La réaction de divers dirigeants politiques français, de la majorité comme de l'opposition, à l'annonce de l'affrontement meurtrier entre Israël et la flotille qui se disait "humanitaire" et essayait d'aborder à Gaza, s'est résumée dans cet adjectif "disproportionné". En effet, neuf morts était un prix lourd à payer. Mais surtout, ce qui a surpris, c'est comment Israël a pu se laisser entrainer dans un tel traquenard, marquant une déficience dans le renseignement.
Le terme "disproportionné" doit aussi s'appliquer à la campagne anti-israélienne qui a suivi.

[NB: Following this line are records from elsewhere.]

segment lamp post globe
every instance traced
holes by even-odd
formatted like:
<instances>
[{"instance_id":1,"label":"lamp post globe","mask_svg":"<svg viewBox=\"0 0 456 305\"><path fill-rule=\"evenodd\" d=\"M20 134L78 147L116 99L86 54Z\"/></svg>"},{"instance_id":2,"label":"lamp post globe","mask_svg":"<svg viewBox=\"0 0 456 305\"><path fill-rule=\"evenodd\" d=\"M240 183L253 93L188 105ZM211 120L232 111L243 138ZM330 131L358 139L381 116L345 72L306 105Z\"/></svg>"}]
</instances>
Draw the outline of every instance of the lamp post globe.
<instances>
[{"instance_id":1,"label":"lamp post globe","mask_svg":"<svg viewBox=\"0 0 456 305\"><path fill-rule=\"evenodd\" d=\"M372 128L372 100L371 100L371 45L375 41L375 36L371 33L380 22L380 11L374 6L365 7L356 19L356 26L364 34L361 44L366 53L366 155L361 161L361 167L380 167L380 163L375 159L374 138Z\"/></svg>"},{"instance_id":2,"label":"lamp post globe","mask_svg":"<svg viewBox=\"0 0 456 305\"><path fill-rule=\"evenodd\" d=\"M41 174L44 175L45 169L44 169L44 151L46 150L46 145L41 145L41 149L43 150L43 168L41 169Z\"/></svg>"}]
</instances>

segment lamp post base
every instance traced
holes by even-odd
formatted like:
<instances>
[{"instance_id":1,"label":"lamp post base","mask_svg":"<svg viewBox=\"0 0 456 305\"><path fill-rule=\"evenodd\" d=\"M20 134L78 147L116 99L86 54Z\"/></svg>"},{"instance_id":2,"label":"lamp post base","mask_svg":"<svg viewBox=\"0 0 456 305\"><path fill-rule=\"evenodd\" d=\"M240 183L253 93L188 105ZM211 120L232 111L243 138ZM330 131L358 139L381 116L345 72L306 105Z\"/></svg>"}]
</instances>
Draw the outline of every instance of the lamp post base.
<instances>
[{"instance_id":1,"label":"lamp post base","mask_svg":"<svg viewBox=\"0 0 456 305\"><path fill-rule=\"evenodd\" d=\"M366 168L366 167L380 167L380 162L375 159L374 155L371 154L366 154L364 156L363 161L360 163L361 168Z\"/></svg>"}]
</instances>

On a eu l'impression que tous les malheurs du monde n'avaient qu'une seule origine: Israël et que sa disparition amènerait la solution de tous les conflits qui ensanglantent encore le monde et que tous les régimes dictatoriaux et sanglants deviendraient des prix de vertu et de démocratie.

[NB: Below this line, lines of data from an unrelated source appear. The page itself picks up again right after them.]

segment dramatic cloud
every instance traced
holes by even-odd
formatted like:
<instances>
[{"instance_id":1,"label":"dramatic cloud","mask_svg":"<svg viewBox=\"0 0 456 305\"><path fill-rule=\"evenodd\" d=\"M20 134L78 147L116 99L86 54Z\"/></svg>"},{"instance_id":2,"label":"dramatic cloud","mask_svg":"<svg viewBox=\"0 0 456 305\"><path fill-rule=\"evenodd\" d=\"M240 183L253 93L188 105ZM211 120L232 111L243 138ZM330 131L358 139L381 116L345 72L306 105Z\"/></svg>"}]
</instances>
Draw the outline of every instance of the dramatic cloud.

J'ai une opinion personnnelle sur ce qui s'est passé. Je ne crois pas un seul instant à la surprise de la Turquie devant la caractère sanglant de l'affrontement. Je suis au contraire persuadé qu'il y a une opération montée par la Turquie pour avoir un prétexte à rompre son alliance de fait avec Israël.
J'ai souvent été dans ce pays et ai cotoyé à maintes reprises ses dirigeants lorsque j'appartenais à l'Assemblée Parlementaire de l'OTAN et il me semble nécessaire d'y regarder de plus près dans le passé et le comportement du Premier ministre ERDOGAN.
Celui-ci a un long passé islamiste. Jeune il a appartenu au MSP de Necmettin Erbakan, dirigeant islamiste "dur", puis au Parti de la Prospérité (Refah Partisi), toujours aussi islamiste et toujours présidé par Erbakan, puis au Partie de la Vertu
L'intervention de l'armée (garante de la laïcité) avait chassé Erbakan. En 2001, Erdogan et ses amis comprennent qu'ils doivent adopter des positions plus nuancées s'ils veulent gagner les élections et lancent le Parti de la Justice et du Développement (A.K.P).Ils se présentent comme des musulmans modérés et essyanet de démontrer qu'ils sont musulmans et démocrates, comme d'autres sont des pays européens démocrates-chrétiens. Ils font aussi les
yeux doux à la ^petite communauté juive de Turquie...Et ils gagnent les élections mais Erdogan ne peut devenir tout de suite Premier ministre, car il reste sous le coup d'une condamnation pour islamisme. Avec un peu de patience il devient enfin Premier Ministre.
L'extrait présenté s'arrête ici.